Level 1 data typically requires authorized (controlled) access because it can potentially be used to identify the patient.
Downloading TCGA data
The easiest way to start with TCGA analysis is by using the level 3 data. You will work with normalized, aggregated, and open data so that you can dive right into your research questions.
While all data can be found on the GDC Data Portal, it is not the easiest interface to navigate. I will describe two ways to download TCGA level 3 data
- XenaBrowser: Easy to use. Download data in a fixed matrix format through a web interface.
- TCGAbiolinks: An R library for building a query and downloading TCGA data. It’s a bit of work, but you can customize what to download.
XenaBrowser
The XenaBrowser, hosted by UC Santa Cruz, is one of the easiest ways to download level 3 TCGA data.
- Visit the Xena dataset page.
- Select the project you are interested in. For example, TCGA Pan-cancer.
- You will see the Pan-cancer datasets organized by data type, e.g., copy number, DNA methylation, etc. Download the dataset you are interested in.
- The patient metadata is under phenotype.
TCGAbiolinks (R)
The TCGAbiolinks library in R offers a programmatic interface to download the TCGA data. It’s a bit of work, but unlike XenaBrowser, you can pick and choose which patient sample to download.
1. Install TCGAbiolinks in R.
if (!require("BiocManager", quietly = TRUE))
install.packages("BiocManager")
BiocManager::install("TCGAbiolinks")
2. Check available projects.
projects <- TCGAbiolinks::getGDCprojects()
head(projects$project_id)
3. Determine the data category and data type using the harmonization data option table. For example, after filtering the data category with the word “methylation”, you can see the following valid combination:
- data.category: DNA Methylation
- data.type: Methylation Beta Value
- platform: Illumina Human Methylation 450
You will need to know that the beta value is a normalized data type (level 2 or 3).

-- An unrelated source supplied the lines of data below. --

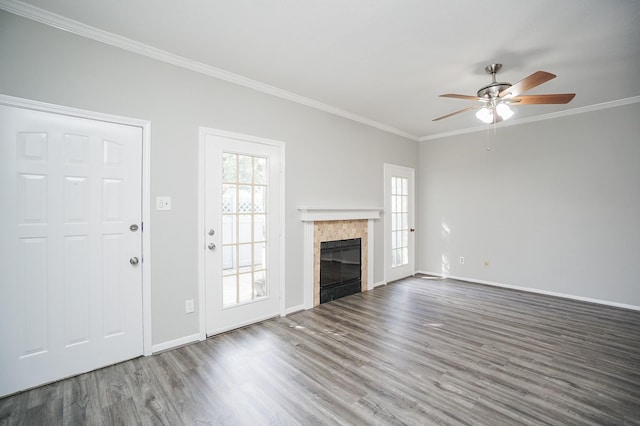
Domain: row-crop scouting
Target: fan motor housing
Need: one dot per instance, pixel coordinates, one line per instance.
(492, 90)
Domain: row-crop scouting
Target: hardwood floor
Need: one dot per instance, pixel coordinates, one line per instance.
(416, 351)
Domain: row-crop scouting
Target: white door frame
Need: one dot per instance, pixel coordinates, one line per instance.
(146, 194)
(203, 132)
(388, 173)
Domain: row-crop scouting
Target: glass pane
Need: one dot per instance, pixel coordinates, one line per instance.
(259, 255)
(229, 290)
(244, 257)
(245, 172)
(244, 199)
(259, 227)
(229, 198)
(229, 228)
(245, 292)
(259, 170)
(260, 284)
(244, 228)
(259, 199)
(229, 261)
(229, 167)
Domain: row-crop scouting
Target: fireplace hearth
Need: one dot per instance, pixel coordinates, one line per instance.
(340, 268)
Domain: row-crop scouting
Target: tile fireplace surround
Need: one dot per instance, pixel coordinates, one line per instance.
(324, 224)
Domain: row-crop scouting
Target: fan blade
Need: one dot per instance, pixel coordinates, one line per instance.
(457, 112)
(527, 83)
(558, 98)
(453, 95)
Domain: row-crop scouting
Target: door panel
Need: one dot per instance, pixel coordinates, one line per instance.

4. Build the query. See the documentation for argument options. The following command won’t download the data yet.
query <- GDCquery(
project = "TCGA-BRCA", # Replace with your project of interest
data.category = "DNA Methylation",
data.type = 'Methylation Beta Value',
platform = 'Illumina Human Methylation 450'
)
5. Check the metadata of the query to make sure this is what you want to download.
getResults(query)[1:5,]
6. Download the TCGA data.
GDCdownload(query)
data <- GDCprepare(query)
Reference
- The Cancer Genome Atlas Pan-Cancer analysis project | Nature Genetics (2013) – This article summarizes the TCGA Pan-Cancer project.
- GDC Data Portal – The central repository of TCGA data.